Preface: Once upon a time, much before Cricinfo became essential to our lives, there was a delightful magazine for all us cricket lovers known as the ‘Sportstar’.
It was the year of ’94 or ’95, two years since the game had surged through my veins and made me its seduced captive. Since my colony only had older bullies who never let me bat or bowl, so right after I’d reach home from school, I would run to the porch as soon as I was done with the pesky business of lunch. Holding my bat with the right hand, I’d throw a ball onto the wall with the left, and before it ricocheted off the wall and reached me, I would swiftly grasp the bat with both hands and launch into a drive through covers, rather two broken cactus pots. That day, the first time I missed a shot, I declared Manoj Prabhakar clean bowled by Craig Mcdermott. But instead of letting in Manjrekar to bat next at three, I carefully scribbled a relatively obscure name, ‘Rahul Dravid’, in my notebook scorecard.
That week’s Sportstar edition had a picture of the same man as one of the top run getters in the Ranji circuit. An eleven year old’s intuition told me that he would play for India one day, but mostly I put him at three because he looked handsome in the photograph.
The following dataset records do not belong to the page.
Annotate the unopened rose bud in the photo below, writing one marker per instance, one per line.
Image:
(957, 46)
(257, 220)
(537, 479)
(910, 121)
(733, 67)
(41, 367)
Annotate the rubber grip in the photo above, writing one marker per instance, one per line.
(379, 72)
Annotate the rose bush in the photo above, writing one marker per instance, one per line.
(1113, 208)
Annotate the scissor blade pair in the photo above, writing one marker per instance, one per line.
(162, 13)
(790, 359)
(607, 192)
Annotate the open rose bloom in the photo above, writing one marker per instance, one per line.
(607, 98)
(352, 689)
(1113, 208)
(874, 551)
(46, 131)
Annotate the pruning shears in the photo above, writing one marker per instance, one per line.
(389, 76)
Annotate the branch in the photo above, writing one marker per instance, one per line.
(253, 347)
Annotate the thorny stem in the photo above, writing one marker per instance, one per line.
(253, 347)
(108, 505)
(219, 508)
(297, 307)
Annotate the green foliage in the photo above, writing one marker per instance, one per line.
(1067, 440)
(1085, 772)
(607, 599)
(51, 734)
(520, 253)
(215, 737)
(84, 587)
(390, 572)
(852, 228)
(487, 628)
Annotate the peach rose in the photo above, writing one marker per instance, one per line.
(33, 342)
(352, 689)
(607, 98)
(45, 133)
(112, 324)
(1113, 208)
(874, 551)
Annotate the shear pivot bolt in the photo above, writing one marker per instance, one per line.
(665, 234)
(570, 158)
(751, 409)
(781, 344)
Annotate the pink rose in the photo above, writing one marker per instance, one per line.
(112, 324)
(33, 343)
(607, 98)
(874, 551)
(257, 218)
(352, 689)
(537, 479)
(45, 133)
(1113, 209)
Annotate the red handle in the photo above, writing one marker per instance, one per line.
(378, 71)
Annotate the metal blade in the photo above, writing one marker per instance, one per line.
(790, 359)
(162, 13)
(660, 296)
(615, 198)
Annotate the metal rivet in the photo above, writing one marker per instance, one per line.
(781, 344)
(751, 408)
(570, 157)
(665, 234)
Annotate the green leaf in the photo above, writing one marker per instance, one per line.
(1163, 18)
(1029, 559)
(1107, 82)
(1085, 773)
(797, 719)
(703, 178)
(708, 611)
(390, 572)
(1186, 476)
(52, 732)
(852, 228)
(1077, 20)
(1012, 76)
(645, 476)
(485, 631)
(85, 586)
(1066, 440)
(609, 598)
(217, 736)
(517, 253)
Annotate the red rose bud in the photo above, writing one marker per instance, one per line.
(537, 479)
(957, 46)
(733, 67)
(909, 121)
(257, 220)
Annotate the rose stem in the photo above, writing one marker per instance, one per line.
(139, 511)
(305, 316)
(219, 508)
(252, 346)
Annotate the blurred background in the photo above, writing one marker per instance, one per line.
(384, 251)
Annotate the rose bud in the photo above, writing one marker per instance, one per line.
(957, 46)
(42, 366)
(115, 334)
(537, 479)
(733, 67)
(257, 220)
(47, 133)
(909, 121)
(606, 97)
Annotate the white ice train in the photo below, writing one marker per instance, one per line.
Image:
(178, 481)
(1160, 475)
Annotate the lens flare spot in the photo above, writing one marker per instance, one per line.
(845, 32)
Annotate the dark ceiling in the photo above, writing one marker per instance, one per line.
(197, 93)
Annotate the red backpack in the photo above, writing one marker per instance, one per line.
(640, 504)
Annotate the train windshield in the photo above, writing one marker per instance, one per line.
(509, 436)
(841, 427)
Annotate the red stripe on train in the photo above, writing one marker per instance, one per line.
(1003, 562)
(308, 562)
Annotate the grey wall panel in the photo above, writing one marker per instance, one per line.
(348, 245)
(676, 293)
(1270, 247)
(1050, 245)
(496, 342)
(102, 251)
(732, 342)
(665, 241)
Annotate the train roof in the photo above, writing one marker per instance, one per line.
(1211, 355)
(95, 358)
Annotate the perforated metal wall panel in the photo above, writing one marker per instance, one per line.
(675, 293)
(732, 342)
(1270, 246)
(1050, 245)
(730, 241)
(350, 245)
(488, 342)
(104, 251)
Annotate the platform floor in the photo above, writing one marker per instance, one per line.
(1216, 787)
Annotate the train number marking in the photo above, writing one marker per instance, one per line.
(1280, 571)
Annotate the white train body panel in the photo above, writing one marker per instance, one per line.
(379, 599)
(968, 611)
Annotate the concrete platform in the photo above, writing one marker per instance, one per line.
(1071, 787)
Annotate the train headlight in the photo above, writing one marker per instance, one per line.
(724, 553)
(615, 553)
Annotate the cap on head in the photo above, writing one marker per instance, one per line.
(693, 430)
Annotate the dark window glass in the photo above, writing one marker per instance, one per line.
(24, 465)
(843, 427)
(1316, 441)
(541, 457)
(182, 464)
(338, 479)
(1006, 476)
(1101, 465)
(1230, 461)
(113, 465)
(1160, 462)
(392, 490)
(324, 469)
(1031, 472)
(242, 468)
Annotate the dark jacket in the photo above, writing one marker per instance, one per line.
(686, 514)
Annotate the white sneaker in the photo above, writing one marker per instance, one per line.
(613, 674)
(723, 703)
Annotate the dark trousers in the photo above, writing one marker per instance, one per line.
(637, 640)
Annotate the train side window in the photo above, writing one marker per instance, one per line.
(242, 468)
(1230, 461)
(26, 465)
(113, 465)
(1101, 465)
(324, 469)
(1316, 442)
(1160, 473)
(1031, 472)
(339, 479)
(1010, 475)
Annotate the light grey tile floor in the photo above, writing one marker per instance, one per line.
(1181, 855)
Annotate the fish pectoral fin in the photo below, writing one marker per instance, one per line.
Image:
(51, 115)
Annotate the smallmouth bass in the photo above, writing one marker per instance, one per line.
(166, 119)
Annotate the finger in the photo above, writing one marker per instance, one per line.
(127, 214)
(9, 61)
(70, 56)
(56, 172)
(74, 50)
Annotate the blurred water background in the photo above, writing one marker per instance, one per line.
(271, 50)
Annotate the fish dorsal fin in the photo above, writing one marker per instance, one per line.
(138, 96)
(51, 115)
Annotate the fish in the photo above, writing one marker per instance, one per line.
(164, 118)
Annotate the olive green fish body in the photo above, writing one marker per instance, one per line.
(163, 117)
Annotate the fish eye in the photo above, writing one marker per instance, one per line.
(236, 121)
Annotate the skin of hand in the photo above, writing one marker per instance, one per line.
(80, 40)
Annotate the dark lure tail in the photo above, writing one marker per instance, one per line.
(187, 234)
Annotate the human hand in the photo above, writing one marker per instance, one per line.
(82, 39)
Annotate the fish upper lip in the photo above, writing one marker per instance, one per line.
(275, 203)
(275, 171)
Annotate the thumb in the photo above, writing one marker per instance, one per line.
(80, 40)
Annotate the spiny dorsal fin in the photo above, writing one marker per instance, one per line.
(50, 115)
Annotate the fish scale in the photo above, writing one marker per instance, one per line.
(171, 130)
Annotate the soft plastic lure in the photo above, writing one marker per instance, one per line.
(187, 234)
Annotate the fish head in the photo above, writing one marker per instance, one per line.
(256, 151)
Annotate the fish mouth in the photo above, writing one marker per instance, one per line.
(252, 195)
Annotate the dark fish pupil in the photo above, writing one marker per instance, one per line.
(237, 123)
He was frowning because the sun hit his face, but he still looked handsome.
Sixteen years later, the same man stood at the Centurion, with twelve thousand international test runs to his name. The next day, however, every single newspaper in India only chose to speak about Sachin’s fiftieth ton, how he missed his father still, how he went for coaching to Shivaji Park, and a hundred other anecdotes that every Sachin lover knows by heart. The third highest run scorer in tests, the man who would arguably have been India’s greatest bat if not for the boy the whole country was busy lauding, did not even have a mention.
Dravid’s greatness however is not limited to his runs. It is a potpourri of character, hard work and a genuinely good heart.
A month earlier, the same two men stood at either ends of a pitch, two runs away from sealing a 2-0 score line against the visiting Aussies. For years, the single largest complaint against Sachin, unfair as it is, has been his seeming inability to be there at the end and take India to victory. An over before, we were all glued to our sets and wondered whether Sachin would finish it off with a six to silence his detractors, if he would uproot a stump and run with it like a child when we won, and a million other things. But now Rahul was on strike and would of course finish it off himself. Just like he did seven years back, hitting that trademark square cut boundary to give India her first victory in Australia in 22 years. But we all want Sachin to do everything, don’t we? As we sat there watching Mitchell Johnson bowl to Rahul, we prayed he leave every ball alone and strangely he did. The next over Sachin won the match for India, took off his helmet, raised both his hands to exult with uncharacteristic emotion, and smiled.
We will never know if Rahul Dravid did so intentionally, letting his more celebrated team mate have his moment, but it is a tribute to his character and image that we are inclined to believe so. If intentional, it was a selfless act, by a man who has been renowned for the same (remember donning the keeper’s gloves so that India could play both Yuvi and Kaif?), and it shamed us for wanting Sachin to score those runs.
One day Rahul Dravid will retire, but he will take away with him a bit of what is left of the gentlemanliness that the game tries to still portray as its unique element.
One day Dravid will retire but he will take away with him that beautiful square cut - wrists as supple and turning like Zorro’s, toes rising sweetly in sync with the pace of the approaching ball, standing perfectly tall, majestic and most importantly in control, before whacking the cherry disdainfully through backward point.
When Rahul retires, the nation will lose the greatest number three to have ever graced it, and writers will mourn saying that the media never gave him his full due. But don’t blame the media, for grace will never overcome the charms of boyish appeal or even spitting fire, traits his best mates Sachin and Saurav so regularly exhibited in that enviable Indian middle order. But when Rahul retires, that middle order and also the Indian eleven will lose its most handsome face, something that we all wrongly assumed was handed over by God, but in truth, which came about by the virtues he imbibed in his soul as he grew up.